10 Jul Bostock v. Clayton County, Georgia: Another Development in the LGBTQ Rights Journey
On June 15, 2020, the United States Supreme Court delivered a landmark opinion recognizing basic critical protections for the rights of gays, lesbians, and transgendered individuals in the workplace based on the text of Title VII of the Civil Rights Act of 1964. Three employees brought separate lawsuits against their respective employers under Title VII for unlawful discrimination on the basis of sex, and all three employers fired the employees allegedly for no reason other than the employees’ homosexuality or transgender status.[1] The resulting circuit-split issue reached the high court in Bostock v. Clayton County, Georgia and culminated in what appears to be a victory for the LGBTQ community as a whole. At the very least, this opinion marks a pivotal turn on America’s civil rights journey.
The controversial issue before the Court was whether an employer’s decision to fire its employee on the basis of that employee’s sexuality or transgender status violates Title VII. In answering this monumental question, the Court did not hold that LGBTQ status constitutes a protected class. Rather, in a surprising 6-3 majority opinion, the Court applied logical reasoning and textualism to conclude that the protection already exists within the statutory language of Title VII.
The Court’s syllogism is simple: discrimination based on an individual’s gay or transgender status necessarily entails discrimination on the basis of sex. Consider the Court’s hypothetical:
“Imagine an employer who has a policy of firing any employee known to be homosexual. The employer hosts an office holiday party and invites employees to bring their spouses. A model employee arrives and introduces a manager to Susan, the employee’s wife. Will that employee be fired? If the policy works as the employer intends, the answer depends entirely on whether the model employee is a man or a woman. To be sure, that employer’s ultimate goal might be to discriminate on the basis of sexual orientation. But to achieve that purpose the employer must, along the way, intentionally treat an employee worse based in part on the individual’s sex.”
Discrimination on the basis of an individual’s sex is a well-established violation.
Title VII makes it “unlawful . . . for an employer to fail or refuse to hire or to discharge any individual, or otherwise to discriminate against any individual . . . because of such individual’s race, color, religion, sex, or national origin.” 42 U. S. C. §2000e–2(a)(1).

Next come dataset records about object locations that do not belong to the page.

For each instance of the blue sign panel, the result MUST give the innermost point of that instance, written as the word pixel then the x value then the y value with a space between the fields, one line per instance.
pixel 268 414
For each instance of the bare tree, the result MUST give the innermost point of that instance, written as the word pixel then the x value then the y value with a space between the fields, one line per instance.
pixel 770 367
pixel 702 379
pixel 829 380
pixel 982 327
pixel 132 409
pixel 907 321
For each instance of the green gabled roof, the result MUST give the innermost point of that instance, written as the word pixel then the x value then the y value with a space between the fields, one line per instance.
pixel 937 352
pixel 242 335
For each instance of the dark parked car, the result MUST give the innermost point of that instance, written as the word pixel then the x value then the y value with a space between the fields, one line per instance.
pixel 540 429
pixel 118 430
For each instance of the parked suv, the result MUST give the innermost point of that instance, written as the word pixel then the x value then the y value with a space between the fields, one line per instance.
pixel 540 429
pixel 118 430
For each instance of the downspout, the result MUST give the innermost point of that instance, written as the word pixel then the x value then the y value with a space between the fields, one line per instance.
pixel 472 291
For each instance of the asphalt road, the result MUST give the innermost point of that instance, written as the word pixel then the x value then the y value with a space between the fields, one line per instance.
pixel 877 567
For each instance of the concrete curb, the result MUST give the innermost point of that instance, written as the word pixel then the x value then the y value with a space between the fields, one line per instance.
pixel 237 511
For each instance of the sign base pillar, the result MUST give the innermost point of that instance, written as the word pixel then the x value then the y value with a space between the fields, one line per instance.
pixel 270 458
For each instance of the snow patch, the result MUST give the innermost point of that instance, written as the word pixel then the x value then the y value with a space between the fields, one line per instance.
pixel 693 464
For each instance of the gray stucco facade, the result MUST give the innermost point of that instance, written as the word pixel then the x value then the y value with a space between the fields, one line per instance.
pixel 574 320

The Court logically concludes that “[a]n employer who fires an individual for being homosexual or transgender fires that person for traits or actions it would not have questioned in members of a different sex. Sex plays a necessary and undisguisable role in the decision, exactly what Title VII forbids.” In other words, an employer’s decision to fire its employee on the basis of that employee’s homosexuality or transgender status violates Title VII.
What does this mean for LGBTQ rights in the grand scheme of civil rights issues? The opinion certainly establishes the argument to further recognize protections for an individual’s LGBTQ status where sex is a protected characteristic. But the Court overtly points to another constitutional right that could potentially erode the breadth of this opinion’s LGBTQ protections or provide a defense to discrimination suits for some employers. In the last several paragraphs of the opinion, Justice Gorsuch suggests that employers may raise religious liberty arguments—the effects of which are yet to be determined but could potentially exempt employers from Title VII’s commands on First Amendment grounds. We will undoubtedly see religious freedom arguments intersect with LGBTQ rights in the future.
Employers in states like California have already been subject to state and local laws prohibiting employment discrimination on the basis of sexuality. This decision means that employers must be aware of an additional layer of anti-discrimination protection their employees enjoy—it is now unequivocally illegal under federal law for an employer to discriminate against employees on the basis of their sexuality or transgender status.
[1] Clayton County, Georgia fired Gerald Bostock after he participated in a gay recreational softball league, Altitude Express fired Donald Zarda after he revealed that he was gay, and R. G. & G. R. Harris Funeral Homes fired Aimee Stevens, who initially presented herself as a man, after she revealed intentions to present as a woman.